Jaden Jennings, MA studentBy Ava Crossan, communication student
Baylor graduate student Jaden Jennings will be graduating on May 13. She provided her perspective regarding what it is like to be a part of Baylor's Graduate Journalism program.
Jennings completed her undergraduate studies at Oklahoma Baptist University and moved to Waco to pursue her graduate degree. Baylor has opened doors for Jennings, including her current internship with NASA Johnson Space Center’s public affairs office.
“It has always been a dream of mine to get my foot in the door at NASA and I don't think this opportunity would have presented itself without going to Baylor,” Jennings said.
She said juggling her work within the program alongside her internship has been manageable, and her professors have been so helpful in pushing her toward success in every part of her professional career.
“My professors helped me believe in myself,” Jennings said, “without the support I was given, I would not have been able to finish my thesis with as much success as I did. I think that speaks volumes to what Baylor stands for and how they treat their students.”
Jennings' professors offered strong praise for her work ethic and academic accomplishments.

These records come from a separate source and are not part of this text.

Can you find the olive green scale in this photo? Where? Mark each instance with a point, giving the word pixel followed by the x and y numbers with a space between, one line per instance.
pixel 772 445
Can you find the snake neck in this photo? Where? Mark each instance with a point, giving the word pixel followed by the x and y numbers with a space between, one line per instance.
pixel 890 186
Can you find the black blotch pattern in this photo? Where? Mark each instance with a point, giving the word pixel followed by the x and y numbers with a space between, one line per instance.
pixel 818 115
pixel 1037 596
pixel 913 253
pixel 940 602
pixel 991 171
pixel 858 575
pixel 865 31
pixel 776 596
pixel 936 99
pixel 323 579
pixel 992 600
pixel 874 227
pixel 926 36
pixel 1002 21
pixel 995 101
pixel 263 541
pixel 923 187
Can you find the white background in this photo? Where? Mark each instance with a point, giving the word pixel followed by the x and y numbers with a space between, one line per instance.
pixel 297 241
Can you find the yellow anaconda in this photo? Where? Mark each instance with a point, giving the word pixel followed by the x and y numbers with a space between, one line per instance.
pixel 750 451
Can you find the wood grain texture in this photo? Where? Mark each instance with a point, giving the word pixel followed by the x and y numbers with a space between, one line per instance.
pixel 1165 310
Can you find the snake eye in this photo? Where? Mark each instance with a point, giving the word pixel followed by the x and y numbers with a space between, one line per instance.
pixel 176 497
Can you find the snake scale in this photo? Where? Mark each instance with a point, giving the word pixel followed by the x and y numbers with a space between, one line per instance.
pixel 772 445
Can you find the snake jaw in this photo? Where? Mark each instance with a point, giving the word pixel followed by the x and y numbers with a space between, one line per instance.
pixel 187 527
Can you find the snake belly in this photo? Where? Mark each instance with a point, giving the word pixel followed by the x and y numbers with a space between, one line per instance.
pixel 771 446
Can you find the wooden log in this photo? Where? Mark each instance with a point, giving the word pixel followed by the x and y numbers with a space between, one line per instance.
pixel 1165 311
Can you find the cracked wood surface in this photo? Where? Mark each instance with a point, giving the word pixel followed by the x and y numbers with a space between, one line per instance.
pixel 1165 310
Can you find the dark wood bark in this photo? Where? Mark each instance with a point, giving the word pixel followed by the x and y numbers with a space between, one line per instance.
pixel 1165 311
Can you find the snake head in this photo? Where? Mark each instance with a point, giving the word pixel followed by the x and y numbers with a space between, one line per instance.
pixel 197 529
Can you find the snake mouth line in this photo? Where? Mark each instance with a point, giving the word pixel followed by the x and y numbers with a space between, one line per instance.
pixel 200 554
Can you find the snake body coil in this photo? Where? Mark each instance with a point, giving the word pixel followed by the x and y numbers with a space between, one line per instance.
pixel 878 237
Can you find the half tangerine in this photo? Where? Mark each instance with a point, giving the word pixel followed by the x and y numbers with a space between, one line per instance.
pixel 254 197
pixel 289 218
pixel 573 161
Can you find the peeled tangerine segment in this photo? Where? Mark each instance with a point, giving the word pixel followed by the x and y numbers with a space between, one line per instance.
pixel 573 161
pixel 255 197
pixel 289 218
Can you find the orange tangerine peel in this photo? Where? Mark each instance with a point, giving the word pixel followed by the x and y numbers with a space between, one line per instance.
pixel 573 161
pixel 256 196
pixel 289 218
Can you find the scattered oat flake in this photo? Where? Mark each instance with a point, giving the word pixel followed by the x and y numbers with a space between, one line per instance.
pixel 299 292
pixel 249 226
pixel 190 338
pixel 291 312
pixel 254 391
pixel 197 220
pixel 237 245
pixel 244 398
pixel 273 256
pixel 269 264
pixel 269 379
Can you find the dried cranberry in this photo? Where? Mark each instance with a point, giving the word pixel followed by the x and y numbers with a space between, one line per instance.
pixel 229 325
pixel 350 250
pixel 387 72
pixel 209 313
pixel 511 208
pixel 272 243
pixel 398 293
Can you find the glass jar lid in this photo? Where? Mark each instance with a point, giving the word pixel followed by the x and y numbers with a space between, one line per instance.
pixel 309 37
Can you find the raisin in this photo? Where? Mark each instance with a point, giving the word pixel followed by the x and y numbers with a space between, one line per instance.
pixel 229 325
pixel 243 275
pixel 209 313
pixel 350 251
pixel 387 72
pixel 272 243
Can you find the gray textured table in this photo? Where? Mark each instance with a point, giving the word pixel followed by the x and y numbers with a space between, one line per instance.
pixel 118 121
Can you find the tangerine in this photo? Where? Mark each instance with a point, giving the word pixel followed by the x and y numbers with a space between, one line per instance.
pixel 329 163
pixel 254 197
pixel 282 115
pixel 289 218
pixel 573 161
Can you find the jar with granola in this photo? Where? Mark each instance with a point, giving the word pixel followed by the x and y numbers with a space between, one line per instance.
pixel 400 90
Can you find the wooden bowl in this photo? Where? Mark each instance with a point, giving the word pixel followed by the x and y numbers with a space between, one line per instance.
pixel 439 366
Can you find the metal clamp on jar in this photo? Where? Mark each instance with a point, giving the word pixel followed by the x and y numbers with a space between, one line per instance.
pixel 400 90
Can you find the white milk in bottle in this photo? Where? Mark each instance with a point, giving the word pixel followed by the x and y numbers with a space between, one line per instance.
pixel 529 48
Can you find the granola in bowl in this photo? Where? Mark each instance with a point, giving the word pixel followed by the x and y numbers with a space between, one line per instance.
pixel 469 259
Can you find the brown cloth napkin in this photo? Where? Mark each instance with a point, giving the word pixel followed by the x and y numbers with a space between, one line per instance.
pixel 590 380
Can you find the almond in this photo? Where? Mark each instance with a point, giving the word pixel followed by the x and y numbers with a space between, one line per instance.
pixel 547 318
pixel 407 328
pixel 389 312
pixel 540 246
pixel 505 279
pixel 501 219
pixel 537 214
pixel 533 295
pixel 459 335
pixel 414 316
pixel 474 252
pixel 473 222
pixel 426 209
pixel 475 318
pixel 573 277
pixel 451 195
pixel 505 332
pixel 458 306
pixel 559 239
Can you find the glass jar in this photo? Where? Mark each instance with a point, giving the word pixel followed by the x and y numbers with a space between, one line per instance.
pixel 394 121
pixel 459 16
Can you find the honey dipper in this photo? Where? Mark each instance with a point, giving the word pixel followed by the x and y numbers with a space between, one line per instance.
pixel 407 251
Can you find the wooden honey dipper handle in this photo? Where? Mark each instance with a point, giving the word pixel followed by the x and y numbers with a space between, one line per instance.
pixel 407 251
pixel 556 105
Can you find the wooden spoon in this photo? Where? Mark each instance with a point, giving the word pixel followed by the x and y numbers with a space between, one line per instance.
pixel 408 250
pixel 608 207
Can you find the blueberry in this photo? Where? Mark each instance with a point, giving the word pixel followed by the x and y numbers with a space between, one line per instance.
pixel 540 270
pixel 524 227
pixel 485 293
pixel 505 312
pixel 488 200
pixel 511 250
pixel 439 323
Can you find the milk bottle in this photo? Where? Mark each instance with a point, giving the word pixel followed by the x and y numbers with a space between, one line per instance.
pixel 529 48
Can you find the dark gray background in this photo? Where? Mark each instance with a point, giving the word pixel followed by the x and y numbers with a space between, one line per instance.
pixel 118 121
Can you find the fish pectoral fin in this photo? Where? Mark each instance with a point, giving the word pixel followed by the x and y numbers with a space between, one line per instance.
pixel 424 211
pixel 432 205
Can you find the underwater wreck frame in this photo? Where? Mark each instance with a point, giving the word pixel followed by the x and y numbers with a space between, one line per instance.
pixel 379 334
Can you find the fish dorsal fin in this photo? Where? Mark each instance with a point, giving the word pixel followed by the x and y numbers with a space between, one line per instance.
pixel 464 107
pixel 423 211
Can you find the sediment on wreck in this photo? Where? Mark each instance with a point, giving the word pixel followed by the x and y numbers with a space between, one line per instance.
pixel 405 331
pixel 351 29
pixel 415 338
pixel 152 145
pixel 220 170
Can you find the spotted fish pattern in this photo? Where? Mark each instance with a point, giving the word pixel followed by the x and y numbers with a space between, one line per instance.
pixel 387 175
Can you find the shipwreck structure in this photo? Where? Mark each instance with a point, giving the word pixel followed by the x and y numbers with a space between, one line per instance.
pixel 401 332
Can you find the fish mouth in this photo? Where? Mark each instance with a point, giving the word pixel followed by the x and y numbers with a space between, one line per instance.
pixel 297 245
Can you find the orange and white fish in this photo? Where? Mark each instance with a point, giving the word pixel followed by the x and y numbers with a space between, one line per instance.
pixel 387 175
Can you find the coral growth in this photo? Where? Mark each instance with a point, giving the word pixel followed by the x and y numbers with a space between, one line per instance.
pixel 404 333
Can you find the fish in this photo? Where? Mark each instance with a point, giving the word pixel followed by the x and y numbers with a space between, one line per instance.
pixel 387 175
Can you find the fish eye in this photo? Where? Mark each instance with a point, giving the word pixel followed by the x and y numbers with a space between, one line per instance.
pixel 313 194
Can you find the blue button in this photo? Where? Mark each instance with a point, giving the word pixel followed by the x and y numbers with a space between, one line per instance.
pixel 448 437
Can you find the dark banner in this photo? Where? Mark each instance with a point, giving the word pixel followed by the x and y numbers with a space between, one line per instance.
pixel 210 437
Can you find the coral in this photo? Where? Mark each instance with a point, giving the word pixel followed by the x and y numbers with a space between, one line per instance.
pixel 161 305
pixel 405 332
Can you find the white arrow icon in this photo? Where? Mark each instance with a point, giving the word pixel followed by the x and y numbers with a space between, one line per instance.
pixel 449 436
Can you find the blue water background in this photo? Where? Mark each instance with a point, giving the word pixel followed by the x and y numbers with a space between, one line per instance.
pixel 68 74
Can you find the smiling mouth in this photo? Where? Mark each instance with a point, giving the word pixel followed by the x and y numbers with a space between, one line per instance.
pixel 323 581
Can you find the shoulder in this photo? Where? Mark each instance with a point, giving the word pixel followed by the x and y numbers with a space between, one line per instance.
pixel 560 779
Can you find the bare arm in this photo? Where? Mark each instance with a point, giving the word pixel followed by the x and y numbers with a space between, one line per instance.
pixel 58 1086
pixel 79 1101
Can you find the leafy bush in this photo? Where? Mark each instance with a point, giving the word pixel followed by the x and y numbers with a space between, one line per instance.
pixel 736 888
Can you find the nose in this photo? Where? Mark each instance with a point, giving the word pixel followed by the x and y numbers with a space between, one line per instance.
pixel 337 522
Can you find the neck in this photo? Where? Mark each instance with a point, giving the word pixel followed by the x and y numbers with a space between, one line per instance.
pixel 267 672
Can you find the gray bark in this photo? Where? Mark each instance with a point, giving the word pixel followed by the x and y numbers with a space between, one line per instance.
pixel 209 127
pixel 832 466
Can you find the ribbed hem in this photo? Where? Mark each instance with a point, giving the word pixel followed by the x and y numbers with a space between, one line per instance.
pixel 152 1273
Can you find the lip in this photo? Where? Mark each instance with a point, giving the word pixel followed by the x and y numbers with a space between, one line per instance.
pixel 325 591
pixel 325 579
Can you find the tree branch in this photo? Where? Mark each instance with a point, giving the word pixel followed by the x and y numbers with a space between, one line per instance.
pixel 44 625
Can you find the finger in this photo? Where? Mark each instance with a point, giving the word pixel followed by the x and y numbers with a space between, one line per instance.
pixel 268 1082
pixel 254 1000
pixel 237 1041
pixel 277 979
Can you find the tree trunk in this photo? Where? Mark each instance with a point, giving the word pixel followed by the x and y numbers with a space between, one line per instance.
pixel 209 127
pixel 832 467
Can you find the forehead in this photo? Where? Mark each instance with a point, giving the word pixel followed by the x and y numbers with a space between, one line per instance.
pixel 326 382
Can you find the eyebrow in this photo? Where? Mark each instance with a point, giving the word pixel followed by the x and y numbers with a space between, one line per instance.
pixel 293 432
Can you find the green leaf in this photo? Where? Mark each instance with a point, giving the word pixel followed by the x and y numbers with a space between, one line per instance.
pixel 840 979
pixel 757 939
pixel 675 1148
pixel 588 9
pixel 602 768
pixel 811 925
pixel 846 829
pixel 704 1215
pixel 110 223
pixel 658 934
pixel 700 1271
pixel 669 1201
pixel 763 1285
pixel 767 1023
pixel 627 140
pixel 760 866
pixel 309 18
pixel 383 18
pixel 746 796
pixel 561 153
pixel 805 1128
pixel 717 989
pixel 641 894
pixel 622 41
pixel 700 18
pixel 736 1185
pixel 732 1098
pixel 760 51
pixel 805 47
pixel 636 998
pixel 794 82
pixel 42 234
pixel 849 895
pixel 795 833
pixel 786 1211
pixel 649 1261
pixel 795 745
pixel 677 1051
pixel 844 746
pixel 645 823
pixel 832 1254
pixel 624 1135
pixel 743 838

Professor Robert Darden said, "Jaden Jennings is one of those people who you know is going places. She's got the prerequisite drive and talent. She out-works just about everybody else. But she's also got that indefinable quality that shows up occasionally that tells you 'Watch this young woman. She's destined for Big Things.'"
"Jaden is a rising star," said Dr. Marlene Neill, Associate Professor and Graduate Program Director. "When she is given a task, you can expect that she will not only meet but exceed expectations. She truly takes pride in her work. I know that she will excel wherever her career takes her."
Jennings recently finished her thesis which covered body image perceptions in college aged women on social media.
“I looked at and analyzed sports teams, military groups, and sorority groups based off of what new media such as TikTok and Instagram did to their body image perceptions,” Jennings explained.
She came to the conclusion that COVID-19 majorly impacted how women perceived their bodies and how they coped with their feelings of insecurity. She found eating disorders were brought about through creators “what I eat in a day” TikTok and Instagram posts, along with other problems that have stemmed from social media.
Her research sparked the question, “what can I do to make an impact within the small circle of influence that I have?”
Jaden said her research opened her eyes to the faulty world of social media and how even though there are a copious amount of “body positive” and “body neutral” influencers, there is still “this underlying pressure to look a certain way in our modern society that is so influenced by the online world,” Jennings said.
She expressed her gratitude toward her project and how it has changed her perspective in many ways.
Jennings had the opportunity to present her study at the Association for Education in Journalism and Mass Communication (AEJMC) Midwinter Conference in March in Oklahoma.
Jennings is eager to see where her career will take her now that she has almost completed her education.
“This program has already helped me outside of my education, through my internship, and I know it will continue to open more doors for me in the future,” she said.